De acordo com Fernando Grosso, diretor no Centro de Zoonoses de Campina Grande, atualmente, o local conta com mais de 150 animais que foram tirados das ruas, sendo mais de 80% deles gatos e cachorros. Ele ainda destacou que diariamente são levados ao local cerca de uma dezena desses bichos que em sua grande maioria poderia ganhar um novo lar, uma vez que após o tratamento que eles recebem no local, eles ficam prontos para dar alegria aos novos donos.

Esse é o pensamento de Eliece David, 14 anos, aluno do 9ª ano do Carmela Veloso que propôs a ação de adoção por saber o bem que faz uma família ter pelo menos um animal doméstico.
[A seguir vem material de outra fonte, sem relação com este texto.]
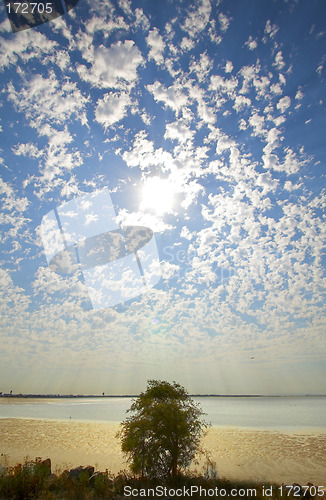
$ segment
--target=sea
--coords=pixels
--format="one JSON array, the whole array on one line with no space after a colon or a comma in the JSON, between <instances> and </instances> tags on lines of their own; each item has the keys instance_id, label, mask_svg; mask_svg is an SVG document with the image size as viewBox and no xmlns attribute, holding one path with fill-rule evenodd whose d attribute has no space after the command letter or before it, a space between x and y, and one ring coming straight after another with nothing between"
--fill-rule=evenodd
<instances>
[{"instance_id":1,"label":"sea","mask_svg":"<svg viewBox=\"0 0 326 500\"><path fill-rule=\"evenodd\" d=\"M326 396L194 397L213 426L326 432ZM0 398L0 418L121 422L131 397Z\"/></svg>"}]
</instances>

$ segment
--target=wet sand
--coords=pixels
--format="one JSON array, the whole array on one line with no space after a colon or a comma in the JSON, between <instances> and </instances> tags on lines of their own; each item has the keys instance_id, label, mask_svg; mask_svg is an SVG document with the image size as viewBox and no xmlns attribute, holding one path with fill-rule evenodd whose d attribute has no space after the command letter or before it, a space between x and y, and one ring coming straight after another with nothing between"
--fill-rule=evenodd
<instances>
[{"instance_id":1,"label":"wet sand","mask_svg":"<svg viewBox=\"0 0 326 500\"><path fill-rule=\"evenodd\" d=\"M0 419L1 463L50 457L54 471L94 465L117 473L128 467L115 437L118 430L116 422ZM212 427L203 447L216 462L219 477L326 485L326 431ZM203 462L200 458L193 468L201 470Z\"/></svg>"}]
</instances>

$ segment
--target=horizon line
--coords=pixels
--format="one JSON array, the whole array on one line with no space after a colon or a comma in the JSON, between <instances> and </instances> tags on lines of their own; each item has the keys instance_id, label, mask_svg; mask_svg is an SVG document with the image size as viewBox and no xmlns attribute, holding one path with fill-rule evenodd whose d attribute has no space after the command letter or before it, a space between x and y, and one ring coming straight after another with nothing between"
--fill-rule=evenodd
<instances>
[{"instance_id":1,"label":"horizon line","mask_svg":"<svg viewBox=\"0 0 326 500\"><path fill-rule=\"evenodd\" d=\"M0 398L138 398L140 394L44 394L44 393L2 393L0 392ZM198 393L189 394L192 398L282 398L282 397L326 397L326 394L312 394L312 393L300 393L300 394L214 394L214 393Z\"/></svg>"}]
</instances>

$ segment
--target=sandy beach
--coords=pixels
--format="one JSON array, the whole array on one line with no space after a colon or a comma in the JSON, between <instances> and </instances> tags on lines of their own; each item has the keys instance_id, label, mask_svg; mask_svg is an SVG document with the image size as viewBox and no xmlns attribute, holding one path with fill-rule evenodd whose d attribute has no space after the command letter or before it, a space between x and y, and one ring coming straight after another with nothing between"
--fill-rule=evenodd
<instances>
[{"instance_id":1,"label":"sandy beach","mask_svg":"<svg viewBox=\"0 0 326 500\"><path fill-rule=\"evenodd\" d=\"M118 423L0 419L1 463L50 457L54 471L94 465L117 473L128 467L115 438L118 429ZM326 432L212 427L203 447L216 462L219 477L326 485Z\"/></svg>"}]
</instances>

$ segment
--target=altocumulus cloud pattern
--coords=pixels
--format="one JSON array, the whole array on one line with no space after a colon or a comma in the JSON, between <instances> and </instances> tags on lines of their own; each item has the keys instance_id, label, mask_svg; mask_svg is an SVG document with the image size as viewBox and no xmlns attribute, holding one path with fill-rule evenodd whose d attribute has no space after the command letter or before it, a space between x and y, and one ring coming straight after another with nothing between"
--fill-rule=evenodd
<instances>
[{"instance_id":1,"label":"altocumulus cloud pattern","mask_svg":"<svg viewBox=\"0 0 326 500\"><path fill-rule=\"evenodd\" d=\"M325 0L1 6L0 390L325 393Z\"/></svg>"},{"instance_id":2,"label":"altocumulus cloud pattern","mask_svg":"<svg viewBox=\"0 0 326 500\"><path fill-rule=\"evenodd\" d=\"M60 274L81 271L94 309L138 297L156 285L160 263L153 232L120 227L108 190L64 203L43 217L48 264Z\"/></svg>"}]
</instances>

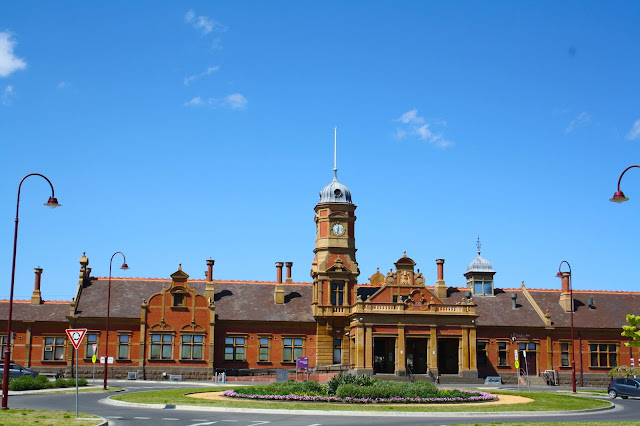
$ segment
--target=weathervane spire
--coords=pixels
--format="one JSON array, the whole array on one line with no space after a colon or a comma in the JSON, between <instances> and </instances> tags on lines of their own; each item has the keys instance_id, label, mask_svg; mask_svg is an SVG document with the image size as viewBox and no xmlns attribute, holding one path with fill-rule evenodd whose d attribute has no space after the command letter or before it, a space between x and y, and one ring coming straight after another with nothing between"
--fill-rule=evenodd
<instances>
[{"instance_id":1,"label":"weathervane spire","mask_svg":"<svg viewBox=\"0 0 640 426\"><path fill-rule=\"evenodd\" d=\"M338 180L338 126L333 128L333 177Z\"/></svg>"},{"instance_id":2,"label":"weathervane spire","mask_svg":"<svg viewBox=\"0 0 640 426\"><path fill-rule=\"evenodd\" d=\"M478 241L476 241L476 247L478 248L478 256L480 256L480 249L482 248L482 244L480 244L480 235L478 235Z\"/></svg>"}]
</instances>

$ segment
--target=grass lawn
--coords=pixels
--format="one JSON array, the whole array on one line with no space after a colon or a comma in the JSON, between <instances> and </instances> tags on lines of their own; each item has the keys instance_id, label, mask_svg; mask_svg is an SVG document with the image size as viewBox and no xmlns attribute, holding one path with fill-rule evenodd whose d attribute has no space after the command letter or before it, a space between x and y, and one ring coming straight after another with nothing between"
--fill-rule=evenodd
<instances>
[{"instance_id":1,"label":"grass lawn","mask_svg":"<svg viewBox=\"0 0 640 426\"><path fill-rule=\"evenodd\" d=\"M465 423L465 426L469 426L473 423ZM487 424L492 425L501 425L501 426L637 426L638 422L535 422L535 423L525 423L525 422L515 422L515 423L475 423L476 426L487 426ZM456 425L451 425L456 426ZM462 426L461 424L459 426Z\"/></svg>"},{"instance_id":2,"label":"grass lawn","mask_svg":"<svg viewBox=\"0 0 640 426\"><path fill-rule=\"evenodd\" d=\"M163 391L135 392L112 396L112 399L136 402L143 404L171 404L192 405L207 407L233 407L233 408L265 408L265 409L289 409L289 410L335 410L335 411L414 411L414 412L504 412L504 411L566 411L585 410L590 408L603 408L611 405L608 401L591 398L582 398L572 395L562 395L557 392L505 392L493 391L492 394L518 395L531 398L534 401L522 404L483 405L479 404L341 404L324 402L297 402L297 401L257 401L233 399L229 401L216 401L199 398L191 398L187 394L201 392L219 392L234 389L237 386L172 389Z\"/></svg>"},{"instance_id":3,"label":"grass lawn","mask_svg":"<svg viewBox=\"0 0 640 426\"><path fill-rule=\"evenodd\" d=\"M95 420L94 420L95 419ZM0 424L4 425L97 425L102 419L93 414L71 411L0 410Z\"/></svg>"}]
</instances>

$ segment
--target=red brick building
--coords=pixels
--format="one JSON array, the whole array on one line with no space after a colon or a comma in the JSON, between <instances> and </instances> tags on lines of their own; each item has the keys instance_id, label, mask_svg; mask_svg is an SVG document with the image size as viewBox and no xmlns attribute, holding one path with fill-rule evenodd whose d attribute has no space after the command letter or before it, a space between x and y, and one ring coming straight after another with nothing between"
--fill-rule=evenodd
<instances>
[{"instance_id":1,"label":"red brick building","mask_svg":"<svg viewBox=\"0 0 640 426\"><path fill-rule=\"evenodd\" d=\"M406 254L387 274L378 271L358 283L355 210L349 189L334 177L315 207L308 283L291 281L290 262L276 263L275 281L215 280L211 259L204 280L190 280L181 267L170 279L113 278L110 374L255 376L293 371L304 356L318 372L443 381L499 375L513 382L520 351L520 368L534 382L547 372L570 383L575 357L578 384L589 385L605 383L612 367L640 358L620 336L625 315L640 315L640 293L578 290L571 300L568 277L555 290L527 289L524 283L503 289L480 247L467 271L456 271L465 277L463 286L446 285L443 259L435 261L433 273L422 273ZM83 255L71 302L44 301L42 270L35 270L32 299L14 302L14 362L49 373L70 373L77 362L81 375L92 374L93 345L98 357L105 353L108 279L92 277L88 265ZM0 318L7 315L8 302L0 301ZM78 360L67 328L88 330ZM3 329L6 320L0 321ZM0 344L6 342L0 335ZM101 374L99 364L96 376Z\"/></svg>"}]
</instances>

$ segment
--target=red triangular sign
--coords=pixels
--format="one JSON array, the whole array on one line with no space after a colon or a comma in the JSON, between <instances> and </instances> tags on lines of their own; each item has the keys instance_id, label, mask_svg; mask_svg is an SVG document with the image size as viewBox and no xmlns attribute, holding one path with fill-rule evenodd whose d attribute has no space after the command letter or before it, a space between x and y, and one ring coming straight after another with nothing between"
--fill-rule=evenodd
<instances>
[{"instance_id":1,"label":"red triangular sign","mask_svg":"<svg viewBox=\"0 0 640 426\"><path fill-rule=\"evenodd\" d=\"M86 328L67 329L67 336L69 336L69 340L71 340L71 343L73 343L73 347L76 349L78 349L78 346L80 346L80 342L82 342L82 339L84 339L84 335L86 333Z\"/></svg>"}]
</instances>

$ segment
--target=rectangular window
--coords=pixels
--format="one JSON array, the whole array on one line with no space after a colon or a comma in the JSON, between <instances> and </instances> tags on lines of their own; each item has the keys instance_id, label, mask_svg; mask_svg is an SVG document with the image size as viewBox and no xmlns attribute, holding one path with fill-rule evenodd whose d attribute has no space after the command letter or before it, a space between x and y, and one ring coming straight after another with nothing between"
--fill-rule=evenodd
<instances>
[{"instance_id":1,"label":"rectangular window","mask_svg":"<svg viewBox=\"0 0 640 426\"><path fill-rule=\"evenodd\" d=\"M98 344L98 333L87 333L87 335L85 336L86 339L86 346L85 346L85 358L91 358L92 356L96 355L93 352L93 345L97 345ZM98 347L96 346L96 352L97 352Z\"/></svg>"},{"instance_id":2,"label":"rectangular window","mask_svg":"<svg viewBox=\"0 0 640 426\"><path fill-rule=\"evenodd\" d=\"M333 339L333 363L342 363L342 339Z\"/></svg>"},{"instance_id":3,"label":"rectangular window","mask_svg":"<svg viewBox=\"0 0 640 426\"><path fill-rule=\"evenodd\" d=\"M224 339L224 359L226 361L244 361L244 337L226 337Z\"/></svg>"},{"instance_id":4,"label":"rectangular window","mask_svg":"<svg viewBox=\"0 0 640 426\"><path fill-rule=\"evenodd\" d=\"M592 367L617 367L618 345L608 343L592 343L589 345Z\"/></svg>"},{"instance_id":5,"label":"rectangular window","mask_svg":"<svg viewBox=\"0 0 640 426\"><path fill-rule=\"evenodd\" d=\"M331 284L331 304L342 306L344 302L344 284Z\"/></svg>"},{"instance_id":6,"label":"rectangular window","mask_svg":"<svg viewBox=\"0 0 640 426\"><path fill-rule=\"evenodd\" d=\"M131 347L131 335L118 335L118 359L129 359L129 348Z\"/></svg>"},{"instance_id":7,"label":"rectangular window","mask_svg":"<svg viewBox=\"0 0 640 426\"><path fill-rule=\"evenodd\" d=\"M258 355L258 361L269 361L269 343L270 338L261 337L260 338L260 350Z\"/></svg>"},{"instance_id":8,"label":"rectangular window","mask_svg":"<svg viewBox=\"0 0 640 426\"><path fill-rule=\"evenodd\" d=\"M173 293L173 306L181 307L186 306L187 298L184 293Z\"/></svg>"},{"instance_id":9,"label":"rectangular window","mask_svg":"<svg viewBox=\"0 0 640 426\"><path fill-rule=\"evenodd\" d=\"M149 359L171 359L173 335L154 333L151 335L151 356Z\"/></svg>"},{"instance_id":10,"label":"rectangular window","mask_svg":"<svg viewBox=\"0 0 640 426\"><path fill-rule=\"evenodd\" d=\"M45 337L44 356L45 361L64 360L64 349L66 347L66 337Z\"/></svg>"},{"instance_id":11,"label":"rectangular window","mask_svg":"<svg viewBox=\"0 0 640 426\"><path fill-rule=\"evenodd\" d=\"M4 360L4 351L7 349L7 336L0 336L0 359Z\"/></svg>"},{"instance_id":12,"label":"rectangular window","mask_svg":"<svg viewBox=\"0 0 640 426\"><path fill-rule=\"evenodd\" d=\"M569 366L569 344L568 343L560 343L560 366L561 367Z\"/></svg>"},{"instance_id":13,"label":"rectangular window","mask_svg":"<svg viewBox=\"0 0 640 426\"><path fill-rule=\"evenodd\" d=\"M303 339L300 337L285 337L282 339L282 361L293 362L304 352Z\"/></svg>"},{"instance_id":14,"label":"rectangular window","mask_svg":"<svg viewBox=\"0 0 640 426\"><path fill-rule=\"evenodd\" d=\"M507 354L507 342L498 342L498 365L509 365Z\"/></svg>"},{"instance_id":15,"label":"rectangular window","mask_svg":"<svg viewBox=\"0 0 640 426\"><path fill-rule=\"evenodd\" d=\"M478 296L482 296L482 281L474 281L473 282L473 294L477 294Z\"/></svg>"},{"instance_id":16,"label":"rectangular window","mask_svg":"<svg viewBox=\"0 0 640 426\"><path fill-rule=\"evenodd\" d=\"M493 283L491 281L484 282L484 295L485 296L493 295Z\"/></svg>"},{"instance_id":17,"label":"rectangular window","mask_svg":"<svg viewBox=\"0 0 640 426\"><path fill-rule=\"evenodd\" d=\"M489 358L487 357L487 346L489 342L477 342L476 354L478 357L478 367L486 367L489 365Z\"/></svg>"},{"instance_id":18,"label":"rectangular window","mask_svg":"<svg viewBox=\"0 0 640 426\"><path fill-rule=\"evenodd\" d=\"M204 353L204 335L183 334L182 335L182 359L202 359Z\"/></svg>"}]
</instances>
“Eu tenho animal em casa e ele só traz coisa boa para a família.

Dei essa ideia e todo mundo concordou para que a gente também ajude a saúde pública, já que quando os bichos ficam soltos, é bem comum que apareçam doenças”, destacou.

Para quem não pôde participar da ação de adoção de ontem, o Centro de Zoonoses está aberto e pronto para receber pessoas que estejam interessadas em adotar um animal. Para isso, basta, além de ter boa vontade e satisfação em criar um animal, levar um documento original com foto e um comprovante de residência. Aqueles animais que foram adotados ontem, mas que ainda não são castrados, a direção do órgão irá realizar um agendamento para que a operação seja realizada de forma gratuita.


 

sábado, 22 de setembro de 2012

Zoonoses faz 672 apreensões

Entre os animais apreendidos e não resgatados, estão espécies de grande porte como cavalos e mulas, que soltos, oferecem riscos.

 


O número crescente de animais soltos nas ruas de Campina Grande já levou o Centro de Zoonoses do município a fazer 672 apreensões até o início deste mês, entre cavalos, burros, mulas, jumentos e jegues que estavam colocando em risco a vida das pessoas. Além desse grande número, a presença de animais que são vítimas de maus tratos também tem chamado a atenção da direção do local que, para diminuir a quantidade de animais que não são resgatados pelos seus donos, os coloca à disposição para a adoção.

De acordo com Fernando Grosso, diretor do Zoonozes, atualmente o Centro ainda abriga 42 equídeos que, depois de capturados e passado o prazo de cinco dias, não foram resgatados pelos seus donos, o que faz com que o local não tenha condições de receber mais animais dessa família. Ele ainda aponta que muitos chegam ao local com ferimentos nas patas, cabeça e outras partes do corpo, por sofrerem maus tratos.

“Além de muitos se machucarem por se envolverem em acidentes de trânsito, ainda assusta a quantidade de animais que tratamos aqui que sofrem de maus tratos. Os donos exageram no tratamento forçado desses bichos e vários chegam bastante debilitados. Aliado a isso vem o medo da população de denunciar quem pratica os maus tratos”, apontou Fernando Grosso.

Segundo o diretor, o bairro de Bodocongó é o local onde se concentra o maior número de animais soltos que acabam comprometendo o trânsito e provocando acidentes. Ele acrescentou que é preciso uma integração entre o poder público e a sociedade para que essa realidade mude. “Animal solto na rua é crime. As pessoas precisam entender isso. Nós realizamos nosso trabalho de fiscalizar, de promover eventos de doação, mas se não houver uma mudança na cabeça de quem é dono desses bichos, não vai adiantar muito”, acrescentou Fernando.

Já o promotor do Meio Ambiente do Ministério Público, Eulâmpio Duarte, apontou que um dos principais fatores da existência de grande número de animais nas ruas é a desvalorização que os jumentos sofreram, fazendo com que seus respectivos donos prefiram abandoná-los nas ruas a continuar criando. “Nós percebemos que o valor comercial do jumento, por exemplo, caiu bastante. Para esse animal ser vacinado no Parque de Exposição, custa R$ 90, só que ele é vendido por R$ 10. Aliado a isso, os carroceiros não têm um local para colocar os animais para descansar, o que acaba os deixando soltos pelos bairros”, disse Eulâmpio.